Autonomy and AI will transform the way Defence operates. The strategic environment is rapidly evolving, meaning we must adapt our technologies at pace if we are to maintain our operational advantage. By sharing AI – and the underpinning data to enable it – with one another, Australia, UK, and US militaries can access the best AI, reduce duplication of effort, and ensure interoperability.
The event was attended by senior AUKUS Advanced Capabilities pillar leaders – General Rob Magowan (UK), Deputy Chief of the Defence Staff (Financial and Military Capability), Abraham (Abe) Denmark (US), Senior Advisor to the Secretary of Defense for AUKUS, and Hugh Jeffrey (AUS), Deputy Secretary Strategy, Policy and Industry. UK Deputy Chief of Defence Staff, Military Capability, Lieutenant General Rob Magowan said: “This trial demonstrates the military advantage of AUKUS advanced capabilities, as we work in coalition to identify, track and counter potential adversaries from a greater distance and with greater speed. Service personnel, scientists and engineers from our three nations combined to develop and share critical information to enhance commanders’ decision making.

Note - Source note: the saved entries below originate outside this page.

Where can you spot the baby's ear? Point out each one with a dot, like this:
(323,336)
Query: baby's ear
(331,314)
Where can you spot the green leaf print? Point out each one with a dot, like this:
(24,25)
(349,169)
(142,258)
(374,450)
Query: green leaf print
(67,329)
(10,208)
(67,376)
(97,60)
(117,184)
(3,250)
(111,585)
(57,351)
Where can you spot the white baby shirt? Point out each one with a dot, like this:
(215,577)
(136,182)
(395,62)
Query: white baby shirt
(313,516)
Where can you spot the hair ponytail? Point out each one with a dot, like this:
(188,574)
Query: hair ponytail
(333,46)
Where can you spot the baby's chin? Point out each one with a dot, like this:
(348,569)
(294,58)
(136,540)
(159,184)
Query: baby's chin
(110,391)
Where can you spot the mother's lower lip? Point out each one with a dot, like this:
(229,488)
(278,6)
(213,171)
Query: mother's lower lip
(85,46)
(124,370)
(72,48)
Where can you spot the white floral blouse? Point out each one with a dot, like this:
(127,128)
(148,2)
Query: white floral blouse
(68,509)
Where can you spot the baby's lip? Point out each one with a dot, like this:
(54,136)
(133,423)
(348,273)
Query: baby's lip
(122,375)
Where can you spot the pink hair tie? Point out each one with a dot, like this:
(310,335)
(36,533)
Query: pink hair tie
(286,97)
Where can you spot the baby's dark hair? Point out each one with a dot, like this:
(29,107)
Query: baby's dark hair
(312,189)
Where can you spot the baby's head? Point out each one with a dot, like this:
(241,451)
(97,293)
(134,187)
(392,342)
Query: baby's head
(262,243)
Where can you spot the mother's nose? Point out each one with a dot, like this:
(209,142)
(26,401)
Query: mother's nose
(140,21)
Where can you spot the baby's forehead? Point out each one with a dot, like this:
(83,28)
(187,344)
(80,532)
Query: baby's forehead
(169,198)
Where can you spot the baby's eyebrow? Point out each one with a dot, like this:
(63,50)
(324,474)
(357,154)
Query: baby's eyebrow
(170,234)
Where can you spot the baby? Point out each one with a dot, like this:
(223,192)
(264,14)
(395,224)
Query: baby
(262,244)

“Accelerating technological advances will deliver the operational advantages necessary to defeat current and future threats across the battlespace. We are committed to collaborating with partners to ensure that we achieve this while also promoting the responsible development and deployment of AI.”
US Senior Advisor to the Secretary of Defense for AUKUS, Abe Denmark said: “We recognise the immense importance of this collaboration in strengthening our collective national security of our nations. The development and deployment of advanced artificial intelligence technologies have the potential to transform the way we approach defense and security challenges. This capability demonstration is truly a shared effort and is thus a critical step in our collective initiative to stay ahead of emerging threats. By pooling our expertise and resources through our AUKUS partnerships, we can ensure that our militaries are equipped with the latest and most effective tools to defend our nations and uphold the principles of freedom and democracy around the world.”
Australian Deputy Secretary, Strategy, Policy and Industry, Hugh Jeffrey said: “The AUKUS AI and Autonomy trial in Salisbury Plains demonstrated AI algorithms working in a mission-tailored adaptive capability. The AUKUS research and operator teams collaborated to develop, test and evaluate joint machine-learning models, and operate our different national platforms on the battlefield. I was impressed to see AI models rapidly updated at the tactical edge to incorporate new targets, which were immediately shared among the three partners to deliver decision advantage and meet changing mission requirements. This cooperation under AUKUS Pillar 2 will deliver a capability greater than any one country could achieve alone, and this really is the rationale for the AUKUS partnership at work.”
More than 70 military and civilian defence personnel and industry contractors were involved in the exercise in April. The trial utilised a variety of air and ground vehicles to test target identification capability, including: Blue Bear Ghost (UK) and Boeing/Insitu CT220 (AUS) uncrewed aerial vehicles (UAVs), Challenger 2 tank, Warrior armoured vehicle and Viking uncrewed ground vehicle (UGV), along with a commercially hired FV433 Abbot self-propelled gun and former Eastern Bloc BMP OT-90.
The trilateral teams collaborated to develop joint machine-learning (ML) models, apply test and evaluation processes, and fly on different national UAVs. The ML models were quickly updated to include new targets and shared among the coalition and AI models retrained to meet changing mission requirements.